Cette année le tableau de Firmin-Girard, Le Marché aux Fleurs, est en ce sens un véritable événement. Si vous désirez le voir, il faut faire queue longtemps, car il y a toujours cinquante dos rangés devant. Rien de plus caractéristique que cet engouement. Firmin-Girard ne s’est même pas donné la peine de se creuser la tête. Il a pris tout simplement un coin du marché aux fleurs situé quai Ratouche ; au fond on voit le pont Notre-Dame et les maisons fermant l’horizon ; dans le marché sont assises les vendeuses de fleurs ; les passants, les acheteurs, sont là en foule. Mais ce qui constitue l’attrait prodigieux de la toile, c’est la perfection des détails, une perfection poussée jusqu’à l’impossible. Les gens la regardent comme ils regarderaient quelque curiosité, quelque mystification. Ils tombent en extase devant les petits bonshommes de quelques centimètres de haut, et poussent des cris de joie quand ils peuvent additionner les boutons de gilet, distinguer le dessin des dentelles, compter les bouquets de giroflées dans chaque corbeille. J’ai stationné une demi-heure devant ce tableau, à écouter les exclamations. Ce qui a surtout enchanté deux dames debout près de moi, c’est l’omnibus qui traverse le pont, un vrai omnibus, un peu plus grand que l’ongle, à l’intérieur duquel on peut même distinguer les voyageurs. Au premier plan un vendeur de noix de coco, avec son vase de cuivre, a fait également fureur. Et pourtant, à parler froidement, cette œuvre est tout bellement une mauvaise action, car elle corrompt le goût du public. Elle lui fait prendre pour de l’art ce qui n’est que dextérité et patience. C’est un art sec, sans vie, qui interprète la nature vivante comme un peintre d’objets inanimés interprète l’orfèvrerie. Tout y est tranchant, tout y est faux : le dessin pauvre, les couleurs voyantes, l’ensemble trivial. Lorsqu’il y a tout, il n’y a rien, disait notre grand Corot. Et il avait raison ; en regardant Le Marché aux Fleurs, vous avez le sentiment d’avoir chaussé des lunettes pour myope, qui vous aveuglent tellement les détails se détachent les uns des autres. On doit rendre la nature autrement, avec plus de fond et des contours plus vaporeux.

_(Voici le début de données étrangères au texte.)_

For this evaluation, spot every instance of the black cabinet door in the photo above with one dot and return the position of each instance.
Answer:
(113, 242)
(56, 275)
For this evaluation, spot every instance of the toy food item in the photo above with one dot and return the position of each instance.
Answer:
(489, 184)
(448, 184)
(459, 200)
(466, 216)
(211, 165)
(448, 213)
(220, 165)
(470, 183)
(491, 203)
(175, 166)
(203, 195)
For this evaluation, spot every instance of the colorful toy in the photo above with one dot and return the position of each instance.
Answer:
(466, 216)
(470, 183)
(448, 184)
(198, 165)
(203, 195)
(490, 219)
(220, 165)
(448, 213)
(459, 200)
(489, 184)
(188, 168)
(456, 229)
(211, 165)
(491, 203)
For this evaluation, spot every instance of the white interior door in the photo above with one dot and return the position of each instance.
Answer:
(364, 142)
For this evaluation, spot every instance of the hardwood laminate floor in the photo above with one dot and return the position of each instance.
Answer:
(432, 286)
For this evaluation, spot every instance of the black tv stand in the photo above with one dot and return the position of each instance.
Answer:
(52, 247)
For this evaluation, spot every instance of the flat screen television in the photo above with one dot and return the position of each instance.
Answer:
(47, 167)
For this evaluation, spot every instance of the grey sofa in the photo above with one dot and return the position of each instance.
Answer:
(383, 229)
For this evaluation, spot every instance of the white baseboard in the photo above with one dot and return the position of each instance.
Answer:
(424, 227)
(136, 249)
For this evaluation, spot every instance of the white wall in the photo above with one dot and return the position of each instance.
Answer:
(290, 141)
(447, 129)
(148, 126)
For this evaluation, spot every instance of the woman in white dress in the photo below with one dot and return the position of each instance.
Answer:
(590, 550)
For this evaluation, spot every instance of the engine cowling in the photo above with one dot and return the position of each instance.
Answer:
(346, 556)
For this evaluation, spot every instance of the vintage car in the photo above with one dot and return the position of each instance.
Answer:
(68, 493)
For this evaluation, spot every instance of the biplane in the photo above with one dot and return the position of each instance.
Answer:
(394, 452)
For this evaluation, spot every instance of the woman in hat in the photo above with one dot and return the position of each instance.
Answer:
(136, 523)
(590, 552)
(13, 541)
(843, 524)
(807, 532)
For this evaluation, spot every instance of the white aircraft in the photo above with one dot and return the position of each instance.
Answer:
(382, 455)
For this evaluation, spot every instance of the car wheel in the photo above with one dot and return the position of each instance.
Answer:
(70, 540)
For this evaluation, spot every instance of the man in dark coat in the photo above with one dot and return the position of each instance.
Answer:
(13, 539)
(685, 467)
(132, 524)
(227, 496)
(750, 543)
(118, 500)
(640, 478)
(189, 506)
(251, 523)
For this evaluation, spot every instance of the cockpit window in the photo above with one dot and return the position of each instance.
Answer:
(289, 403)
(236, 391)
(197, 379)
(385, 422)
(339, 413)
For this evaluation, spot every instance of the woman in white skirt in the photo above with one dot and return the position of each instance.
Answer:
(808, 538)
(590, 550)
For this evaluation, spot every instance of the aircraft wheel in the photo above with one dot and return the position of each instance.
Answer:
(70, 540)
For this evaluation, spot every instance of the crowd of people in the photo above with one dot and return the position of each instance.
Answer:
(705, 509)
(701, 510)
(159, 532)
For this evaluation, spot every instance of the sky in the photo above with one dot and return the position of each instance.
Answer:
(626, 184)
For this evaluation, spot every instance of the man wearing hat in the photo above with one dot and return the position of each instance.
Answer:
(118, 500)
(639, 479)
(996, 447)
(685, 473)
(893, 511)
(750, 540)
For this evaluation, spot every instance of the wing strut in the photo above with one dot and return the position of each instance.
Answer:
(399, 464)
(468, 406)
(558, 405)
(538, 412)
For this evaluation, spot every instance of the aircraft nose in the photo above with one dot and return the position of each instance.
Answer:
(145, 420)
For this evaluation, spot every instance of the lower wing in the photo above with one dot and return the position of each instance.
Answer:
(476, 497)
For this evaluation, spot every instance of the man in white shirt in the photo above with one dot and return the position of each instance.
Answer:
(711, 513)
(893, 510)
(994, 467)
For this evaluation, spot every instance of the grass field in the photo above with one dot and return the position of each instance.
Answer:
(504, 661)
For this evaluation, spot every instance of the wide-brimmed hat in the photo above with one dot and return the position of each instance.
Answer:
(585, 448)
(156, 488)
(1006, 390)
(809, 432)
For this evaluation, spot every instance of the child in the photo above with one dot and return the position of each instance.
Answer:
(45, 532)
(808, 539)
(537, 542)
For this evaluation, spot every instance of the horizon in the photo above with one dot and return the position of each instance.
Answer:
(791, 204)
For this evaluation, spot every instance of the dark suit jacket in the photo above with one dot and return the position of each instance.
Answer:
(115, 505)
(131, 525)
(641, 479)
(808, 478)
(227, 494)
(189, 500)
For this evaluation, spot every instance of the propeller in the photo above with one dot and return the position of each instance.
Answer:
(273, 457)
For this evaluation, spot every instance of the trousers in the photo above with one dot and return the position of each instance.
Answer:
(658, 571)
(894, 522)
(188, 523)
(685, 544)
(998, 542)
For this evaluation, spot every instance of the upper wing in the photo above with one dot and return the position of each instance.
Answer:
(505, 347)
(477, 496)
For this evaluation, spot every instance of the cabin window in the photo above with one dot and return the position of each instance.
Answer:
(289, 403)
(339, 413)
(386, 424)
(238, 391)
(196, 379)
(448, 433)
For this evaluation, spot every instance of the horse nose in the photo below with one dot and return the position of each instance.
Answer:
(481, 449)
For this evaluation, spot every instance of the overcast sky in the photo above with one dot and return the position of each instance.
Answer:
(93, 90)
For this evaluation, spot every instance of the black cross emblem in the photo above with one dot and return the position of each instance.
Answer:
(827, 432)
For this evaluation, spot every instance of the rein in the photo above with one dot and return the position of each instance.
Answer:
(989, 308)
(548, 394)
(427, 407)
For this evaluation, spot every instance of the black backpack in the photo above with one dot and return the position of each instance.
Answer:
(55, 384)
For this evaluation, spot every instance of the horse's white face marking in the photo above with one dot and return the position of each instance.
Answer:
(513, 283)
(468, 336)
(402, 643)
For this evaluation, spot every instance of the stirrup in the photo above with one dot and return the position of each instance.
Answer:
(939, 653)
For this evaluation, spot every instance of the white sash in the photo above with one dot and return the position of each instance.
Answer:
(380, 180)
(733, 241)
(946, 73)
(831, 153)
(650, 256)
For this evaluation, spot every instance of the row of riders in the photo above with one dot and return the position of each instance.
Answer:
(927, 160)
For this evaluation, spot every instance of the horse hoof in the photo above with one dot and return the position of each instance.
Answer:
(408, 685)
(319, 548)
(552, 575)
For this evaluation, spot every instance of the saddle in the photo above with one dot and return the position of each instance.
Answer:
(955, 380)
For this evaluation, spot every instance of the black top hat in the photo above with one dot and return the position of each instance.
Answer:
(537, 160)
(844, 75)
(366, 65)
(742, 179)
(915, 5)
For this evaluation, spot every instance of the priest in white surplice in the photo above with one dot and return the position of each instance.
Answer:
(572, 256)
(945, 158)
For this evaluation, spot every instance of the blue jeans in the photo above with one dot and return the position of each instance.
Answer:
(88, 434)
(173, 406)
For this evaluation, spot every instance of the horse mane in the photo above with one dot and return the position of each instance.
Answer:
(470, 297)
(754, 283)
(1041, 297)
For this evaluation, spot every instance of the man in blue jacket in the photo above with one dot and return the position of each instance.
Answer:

Firmin-Girard passe pour un homme d’esprit. On m’a dit qu’il a fait ce tableau exprès pour flatter le mauvais goût du public. S’il en est ainsi, tant pis pour lui, et la critique doit le traiter sans aucun ménagement. Battre monnaie à l’aide de l’art – mais c’est révoltant ! L’artiste qui, froidement, vise au succès et à la vente en spéculant sur la bêtise de la foule, n’est qu’un fabricant habile et qui aurait dû naître bottier ou tailleur. On raconte que Firmin-Girard a refusé une offre de cinquante mille francs pour son tableau. Il en veut cent mille, et le bruit court qu’il y a quelques jours un Américain a convenu de lui payer cent mille francs. Ah ! ça ! cent mille francs, une croûte pareille ! Le sang vous monte au visage, on étouffe d’indignation en pensant qu’Eugène Delacroix, l’immortel artiste, trouvait difficilement acheteur à deux mille cinq cents francs. Si effectivement il s’est trouvé un homme prêt à payer Le Marché aux Fleurs cent mille francs, c’est une gifle donnée au génie, l’apothéose de la bêtise, la négation de toute profondeur et de toute originalité dans l’art. Ah ! quelle infamie, ce vil triomphe de l’argent !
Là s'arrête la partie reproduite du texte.